ECHO: Terminal Agents Learn World Models for Free

Co-written by Dimitris Papailiopoulos and Vaishnavi Shrivastava.

<aside> 🤖

We taught CLI agents to predict terminal responses during RL, alongside the usual GRPO loss on actions. The change is tiny: same rollout, same forward pass, but stop masking out terminal-output tokens. The effect is huge: all evals improve, and the resulting models measurably learn how the terminal behaves.

CLI agents can learn a terminal model for free — and use it to act better!

This is ECHO: a hybrid objective that trains on both sides of the interaction: what the agent writes, and what the terminal writes back.

</aside>

If you’re too busy to read this whole post, here’s what we found:

Standard agent RL throws away the environment’s response. GRPO trains on action tokens and masks out terminal responses, even though they are already in context, already pass through the model, and are ground truth signals on how the agent's actions affected the environment.
ECHO fixes this by training on both sides of the interaction. It keeps the usual GRPO loss on action tokens, and adds a simple environment cross-entropy loss on terminal-output tokens. It’s a few LoCs on top of any GRPO trainer. Same rollout and forward pass, just a different mask over the logits.
ECHO works, and it’s free! ECHO improves Qwen3-8B, OpenThinker-Agent-v1-SFT, and Qwen3-14B across every benchmark we tested. ECHO also trains up to 2.3× faster to the same performance. TerminalBench-2.0 pass@1 nearly doubles at both 8B (2.7 → 5.2) and 14B (5.2 → 10.8).
ECHO teaches terminal dynamics! On held-out trajectories, environment-token cross-entropy drops sharply with ECHO and barely moves with plain GRPO. Direct evidence that ECHO teaches the model how the terminal actually responds. The same checkpoints that better predict terminal outputs also solve more tasks.
ECHO can substitute for an expert teacher. From a base Qwen3-8B with no expert demonstrations, ECHO nearly matches what GRPO after SFT on expert demonstrations achieves.
ECHO lets agents self-improve without verifier rewards! Without any verifier rewards, ECHO (without any GRPO) allows the agent to further improve just by acting in the environment and predicting what happens.
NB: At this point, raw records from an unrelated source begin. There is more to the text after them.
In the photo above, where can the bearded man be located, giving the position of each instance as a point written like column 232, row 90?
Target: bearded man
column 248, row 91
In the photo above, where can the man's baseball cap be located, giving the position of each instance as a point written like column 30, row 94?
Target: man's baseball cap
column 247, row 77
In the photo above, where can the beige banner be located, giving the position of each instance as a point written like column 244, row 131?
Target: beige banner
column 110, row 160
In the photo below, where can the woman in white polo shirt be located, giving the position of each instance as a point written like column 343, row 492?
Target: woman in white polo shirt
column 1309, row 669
This started as a simple question: if every command produces a terminal response, why does RL train only on the command?

Vaish did all the work to figure it out. I contributed a silly maze experiment*, a strong opinion on the title, and saying "holy shit" when she showed me the first result. Thanks to Ahmed Awadallah for giving us space — and GPUs — to chase ideas like this, even when they start as just a research itch.
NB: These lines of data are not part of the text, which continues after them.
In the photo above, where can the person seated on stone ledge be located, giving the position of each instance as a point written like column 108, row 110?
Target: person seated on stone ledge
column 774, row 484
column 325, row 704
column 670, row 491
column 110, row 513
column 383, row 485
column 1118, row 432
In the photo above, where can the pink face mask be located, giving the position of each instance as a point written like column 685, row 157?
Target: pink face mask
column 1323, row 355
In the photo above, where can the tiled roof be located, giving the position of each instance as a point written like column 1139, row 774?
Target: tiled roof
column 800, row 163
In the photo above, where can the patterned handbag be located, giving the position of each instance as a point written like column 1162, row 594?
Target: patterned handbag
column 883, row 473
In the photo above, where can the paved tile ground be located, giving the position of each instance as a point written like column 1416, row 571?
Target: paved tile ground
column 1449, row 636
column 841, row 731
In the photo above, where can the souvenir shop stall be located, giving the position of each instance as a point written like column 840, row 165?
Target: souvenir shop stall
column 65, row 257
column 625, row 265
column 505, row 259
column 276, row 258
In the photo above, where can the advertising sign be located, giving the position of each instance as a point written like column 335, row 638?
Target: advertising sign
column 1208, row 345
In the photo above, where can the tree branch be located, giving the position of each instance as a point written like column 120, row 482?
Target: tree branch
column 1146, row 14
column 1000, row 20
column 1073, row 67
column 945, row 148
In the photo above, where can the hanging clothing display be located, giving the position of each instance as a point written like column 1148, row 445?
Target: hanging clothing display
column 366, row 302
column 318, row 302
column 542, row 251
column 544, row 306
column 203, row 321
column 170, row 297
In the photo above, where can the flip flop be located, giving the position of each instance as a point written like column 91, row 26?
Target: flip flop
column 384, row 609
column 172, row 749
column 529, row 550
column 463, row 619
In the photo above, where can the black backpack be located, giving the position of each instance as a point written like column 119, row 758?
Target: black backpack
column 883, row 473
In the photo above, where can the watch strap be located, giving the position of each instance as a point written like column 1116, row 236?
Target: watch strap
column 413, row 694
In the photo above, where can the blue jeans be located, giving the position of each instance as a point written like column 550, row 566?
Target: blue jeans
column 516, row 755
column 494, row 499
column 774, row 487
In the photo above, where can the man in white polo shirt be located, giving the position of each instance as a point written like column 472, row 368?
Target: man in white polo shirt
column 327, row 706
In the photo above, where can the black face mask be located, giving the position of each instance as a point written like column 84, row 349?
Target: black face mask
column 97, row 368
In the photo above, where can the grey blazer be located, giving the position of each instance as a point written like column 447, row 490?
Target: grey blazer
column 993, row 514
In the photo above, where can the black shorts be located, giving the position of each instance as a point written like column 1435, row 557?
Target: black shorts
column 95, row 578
Worth noting: the first cluster run for ECHO launched March 29 😊

This work was done at AI Frontiers, a boutique research lab inside Microsoft Research.

How do you continually learn?

The first time this idea showed up it was motivated by a simple question on self-improvement and continual learning. How does an agent get better just from acting in the world?
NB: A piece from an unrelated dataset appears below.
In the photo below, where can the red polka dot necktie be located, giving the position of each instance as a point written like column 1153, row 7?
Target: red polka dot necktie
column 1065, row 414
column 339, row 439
Vaish and I had been talking since last Fall about self-improvement in CLI agents, i.e., what it would mean to get better from interacting with the environment (aka the terminal), especially without a verifier.

Verifier-free RL is a problem people have worked on for years, and most of the attempts at it face the same issue: where does supervision come from, if there’s no reward?